Simone Veil et l'IVG : les coulisses d'une photo historique

Simone Veil a tenu le 26 novembre 1974 un discours d'une heure devant une Assemblée nationale presque exclusivement masculine.
  • Copié
Romain David , modifié à

En novembre 1974, l'Assemblée nationale adopte la légalisation de l'avortement, après trois jours d'une bataille menée vent debout par Simone Veil, morte vendredi à l'âge de 89 ans.

Ce cliché a fait entrer dans l'histoire sa silhouette au chignon impeccablement lissé. Le 26 novembre 1974, à la tribune de l'Assemblée nationale, Simone Veil, disparue le 30 juin à 89 ans, prononce l'un des discours les plus marquants de la Cinquième République, coup d'envoi d'une rude bataille parlementaire pour la légalisation de l'interruption volontaire de grossesse.

Devenue ministre de la Santé en 1974, grâce à l'appui de Jacques Chirac, Simone Veil est chargée de rédiger une loi sur l'interruption de grossesse. À l'époque, l'avortement est passible de prison, et les actes clandestins coûtent la vie à plusieurs centaines de femmes chaque année. En 1971, dans le  manifeste dit des "343 Salopes", rédigé par Simone de Beauvoir et publié dans Le Nouvel Observateur, des personnalités du monde du cinéma, de la littérature et de la chanson, telles que Catherine Deneuve, Marguerite Duras, Jeanne Moreau ou encore Brigitte Fontaine, révèlent avoir déjà avorté. L'affaire fait grand bruit.
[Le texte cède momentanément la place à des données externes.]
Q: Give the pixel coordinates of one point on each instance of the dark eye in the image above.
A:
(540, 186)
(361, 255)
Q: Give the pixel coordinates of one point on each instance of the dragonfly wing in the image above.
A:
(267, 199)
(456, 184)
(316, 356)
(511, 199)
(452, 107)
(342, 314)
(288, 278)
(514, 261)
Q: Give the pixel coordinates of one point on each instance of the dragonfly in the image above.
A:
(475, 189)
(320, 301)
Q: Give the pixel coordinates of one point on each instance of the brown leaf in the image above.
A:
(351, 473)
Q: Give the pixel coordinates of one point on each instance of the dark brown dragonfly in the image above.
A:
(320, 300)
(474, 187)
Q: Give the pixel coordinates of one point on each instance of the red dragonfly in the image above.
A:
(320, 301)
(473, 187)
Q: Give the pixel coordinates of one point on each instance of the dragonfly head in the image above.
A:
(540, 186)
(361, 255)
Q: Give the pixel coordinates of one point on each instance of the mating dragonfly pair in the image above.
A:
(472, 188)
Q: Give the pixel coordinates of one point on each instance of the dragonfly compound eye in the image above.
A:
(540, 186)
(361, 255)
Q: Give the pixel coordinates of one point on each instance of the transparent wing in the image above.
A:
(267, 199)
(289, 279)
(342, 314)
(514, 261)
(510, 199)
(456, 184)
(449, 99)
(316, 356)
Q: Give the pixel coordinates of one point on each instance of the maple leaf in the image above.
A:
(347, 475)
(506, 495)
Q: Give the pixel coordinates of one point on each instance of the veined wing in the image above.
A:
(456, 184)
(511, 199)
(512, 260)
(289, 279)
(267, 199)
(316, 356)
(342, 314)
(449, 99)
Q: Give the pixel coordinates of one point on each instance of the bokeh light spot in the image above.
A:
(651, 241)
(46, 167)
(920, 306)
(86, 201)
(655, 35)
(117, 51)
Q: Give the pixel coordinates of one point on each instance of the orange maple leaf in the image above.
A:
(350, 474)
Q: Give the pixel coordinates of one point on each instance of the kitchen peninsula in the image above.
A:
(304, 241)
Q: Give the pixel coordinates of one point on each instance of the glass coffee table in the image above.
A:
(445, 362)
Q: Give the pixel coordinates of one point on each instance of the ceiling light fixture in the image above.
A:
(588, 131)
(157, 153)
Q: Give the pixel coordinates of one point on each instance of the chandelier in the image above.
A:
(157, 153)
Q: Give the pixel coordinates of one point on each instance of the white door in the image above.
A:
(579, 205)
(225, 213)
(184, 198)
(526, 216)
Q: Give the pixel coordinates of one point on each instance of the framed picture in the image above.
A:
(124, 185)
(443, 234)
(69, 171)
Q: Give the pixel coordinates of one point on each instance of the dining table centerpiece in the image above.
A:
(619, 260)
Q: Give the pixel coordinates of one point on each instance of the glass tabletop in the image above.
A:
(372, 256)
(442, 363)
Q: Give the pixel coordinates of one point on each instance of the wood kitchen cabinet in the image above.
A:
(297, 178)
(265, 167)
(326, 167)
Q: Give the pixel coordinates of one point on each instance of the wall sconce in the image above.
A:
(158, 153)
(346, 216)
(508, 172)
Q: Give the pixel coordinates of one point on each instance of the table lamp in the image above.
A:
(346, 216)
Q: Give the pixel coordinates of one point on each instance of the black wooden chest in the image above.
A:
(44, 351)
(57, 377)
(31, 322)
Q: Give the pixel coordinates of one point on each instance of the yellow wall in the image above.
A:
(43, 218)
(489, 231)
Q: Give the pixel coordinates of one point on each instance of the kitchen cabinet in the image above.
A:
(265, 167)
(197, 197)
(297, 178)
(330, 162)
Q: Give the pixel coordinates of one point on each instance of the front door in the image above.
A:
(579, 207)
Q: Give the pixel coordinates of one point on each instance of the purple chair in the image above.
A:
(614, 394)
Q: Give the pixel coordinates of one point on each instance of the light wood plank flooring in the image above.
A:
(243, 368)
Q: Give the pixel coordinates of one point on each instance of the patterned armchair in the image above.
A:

" Cela restera toujours un drame "

Le 26 novembre 1974, Simone Veil présente devant les députés son projet de loi, un projet qu'elle a écrit dans son lit, rapporte Paris-Match. "Je voudrais tout d'abord vous faire partager une conviction de femme. Je m'excuse de le faire devant cette assemblée presque exclusivement composée d'hommes. Aucune femme ne recourt de gaieté de cœur à l'avortement. C'est toujours un drame, cela restera toujours un drame", déclare-t-elle d'une voix grave. Elle a devant elle neuf femmes et… 481 hommes. Pendant une heure, Simone Veil insiste sur le caractère "exceptionnel" de la mesure qu'elle veut faire passer, et qui doit rester, dit-elle, "l'ultime recours des situations sans issue".

"Nous ne pouvons plus fermer les yeux sur les trois cent mille avortements qui, chaque année, mutilent les femmes de ce pays, qui bafouent nos lois et qui humilient ou traumatisent celles qui y ont recours. L’histoire nous montre que les grands débats qui ont divisé un moment les Français apparaissent avec le recul du temps comme une étape nécessaire à la formation d’un nouveau consensus social, qui s’inscrit dans la tradition de tolérance et de mesure de notre pays", assure-t-elle.

Simone Veil, cible d'attaques personnelles. S'ensuivent trois jours de débat particulièrement houleux. Au député Alexandre Brolo, qui accuse la ministre de vouloir instaurer le droit "de l'euthanasie légale",  le centriste Pierre Bourson répond : "Comment osez-vous parler d’euthanasie à Madame Veil ?", référence implicite aux camps de la mort dont elle a échappé pendant la Seconde Guerre mondiale. "On est allé jusqu'à déclamer qu'un embryon humain est un agresseur. Eh bien! Ces agresseurs, vous accepterez, Madame, de les voir, comme cela se passe ailleurs, jetés au four crématoire ou remplir des poubelles", ira jusqu'à lui lancer le député de La Manche Jean-Marie Daillet.

"Je me souviens qu'un parlementaire était venu avec des fœtus dans un bocal avec du formol", se rappelait même en 2014 Jean Veil, l'un de ses fils, au micro d'Europe 1.

Point d'orgue de cette bataille parlementaire : le geste de René Feït, gynécologue de profession, qui, un magnétophone en main, fait écouter à ses collègues les battements de cœur d'un fœtus de huit semaines, la loi Veil autorisant l'avortement jusqu'à dix semaines. Le texte est finalement adopté le 29 novembre 1974, à 3h40 du matin, par 284 voix contre 189. "Sur le plan personnel certains moments des débats parlementaires ont été difficiles", confiera Simone Veil, en toute sobriété, dans une interview télévisée.